As chuvas que afetaram a Argentina recentemente alcançaram áreas de produção de trigo que estavam sob estresse hídrico. Conforme a Bolsa de Cereais de Buenos Aires, as lavouras que estavam mais avançadas já apresentam perdas irreversíveis em seu potencial produtivo. Entretanto, 65,1% das lavouras ainda estão em estágios anteriores à floração, apresentando maior possibilidade de recuperação.

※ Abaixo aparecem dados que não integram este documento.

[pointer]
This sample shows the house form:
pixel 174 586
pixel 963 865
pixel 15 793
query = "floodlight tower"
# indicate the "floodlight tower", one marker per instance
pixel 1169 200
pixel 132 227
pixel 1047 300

Para a próxima semana, são esperadas novas chuvas que devem atingir praticamente toda a área agrícola do país, o que, se confirmado, seria benéfico para a cultura. Atualmente, as condições de cultivo estão divididas em boas (31%), médias (35%) e ruins (34%). Na semana anterior, os índices eram de 29%, 33% e 38%, respectivamente. Em comparação com o mesmo período do ano passado, os números eram 11%, 42% e 47%. Atualmente, 47% das lavouras enfrentam déficit hídrico, uma ligeira melhora em relação aos 49% da semana anterior. No mesmo período do ano passado, esse índice era de 54%. A área cultivada é estimada em 6,3 milhões de hectares, um aumento em relação aos 5,9 milhões de hectares plantados no ano anterior.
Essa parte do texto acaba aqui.